Question

In a refrigerator one removes heat from a lower temperature and deposits to the surroundings at a higher temperature. In this process, mechanical work has to be done, which is provided by an electric motor. If the motor is of 1 kW power, and heat is transferred from – 3°C to 27°C, find the heat taken out of the refrigerator per second assuming its efficiency is 50% of a perfect engine.

Answer 1

Carnot designed a theoretical engine which is free from all the defects of a practical engine. The Carnot engine is the most efficient heat engine operating between two given temperatures. The efficiency of Carnot engine is η = `1 - T_2/T_1`

According to the problem, the efficiency of a perfect engine working between – 3°C to 27°C (i.e., T₂ = – 3 + 273 = 270 K and T₁ = 27 + 273 = 300 K).
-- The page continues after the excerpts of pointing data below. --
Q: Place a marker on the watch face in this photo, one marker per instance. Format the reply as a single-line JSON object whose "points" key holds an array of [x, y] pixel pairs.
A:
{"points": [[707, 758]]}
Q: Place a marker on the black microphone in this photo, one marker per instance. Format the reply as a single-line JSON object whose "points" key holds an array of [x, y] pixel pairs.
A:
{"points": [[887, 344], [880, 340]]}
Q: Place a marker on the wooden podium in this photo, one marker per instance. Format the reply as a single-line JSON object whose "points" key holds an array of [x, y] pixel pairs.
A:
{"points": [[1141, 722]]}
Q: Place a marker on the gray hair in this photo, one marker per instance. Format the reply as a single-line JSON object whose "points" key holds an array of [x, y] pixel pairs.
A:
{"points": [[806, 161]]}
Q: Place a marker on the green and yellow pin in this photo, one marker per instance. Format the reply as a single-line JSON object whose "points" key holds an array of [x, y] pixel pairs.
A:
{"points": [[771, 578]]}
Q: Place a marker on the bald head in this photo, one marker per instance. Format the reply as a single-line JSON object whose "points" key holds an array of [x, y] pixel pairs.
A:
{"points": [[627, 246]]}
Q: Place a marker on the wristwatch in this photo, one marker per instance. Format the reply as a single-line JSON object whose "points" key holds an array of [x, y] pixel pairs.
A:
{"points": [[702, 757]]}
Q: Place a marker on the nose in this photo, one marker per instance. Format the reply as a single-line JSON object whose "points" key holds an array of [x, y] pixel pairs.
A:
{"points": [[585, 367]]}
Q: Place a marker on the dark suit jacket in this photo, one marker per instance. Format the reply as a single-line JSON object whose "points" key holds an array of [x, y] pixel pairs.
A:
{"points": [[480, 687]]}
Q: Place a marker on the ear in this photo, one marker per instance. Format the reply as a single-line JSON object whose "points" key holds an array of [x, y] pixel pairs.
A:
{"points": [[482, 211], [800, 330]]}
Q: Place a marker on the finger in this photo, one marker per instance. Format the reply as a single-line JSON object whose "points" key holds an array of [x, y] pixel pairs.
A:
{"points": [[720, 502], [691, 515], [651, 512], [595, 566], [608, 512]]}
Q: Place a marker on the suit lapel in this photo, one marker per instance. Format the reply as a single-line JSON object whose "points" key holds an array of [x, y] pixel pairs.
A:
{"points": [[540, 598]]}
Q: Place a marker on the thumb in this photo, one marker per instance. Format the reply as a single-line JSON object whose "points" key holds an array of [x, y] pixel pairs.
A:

Thus according to the Carnot theorem `η_("engine") = 1 - T_2/T_1`

= `1 - (270 K)/(300 K)`

= 0.1

Since the efficiency of the refrigerator (η_ref) is 50% of `η_("engine")`.

∴ η_ref = 0.5,  `η_("engine")` = 0.05

If Q₁ is the heat transferred per second at a higher temperature by doing work W, then

η_ref = `W/Q_1` or `Q_1 = W/η_(ref) = (1 kJ)/0.05` = 20 kJ  ......(As W = 1 K W × 1s = 1 kJ)

Since η_ref is 0.05, heat removed from the refrigerator per second, i.e.,

`Q_2 = Q_1 - η_(ref)  Q_1 = Q_1`  ....(1 – η_ref)

= 20 kJ(1 – 0.05)

= 19 kJ

Therefore, heat is taken out of the refrigerator at a rate of 19 kJ per second.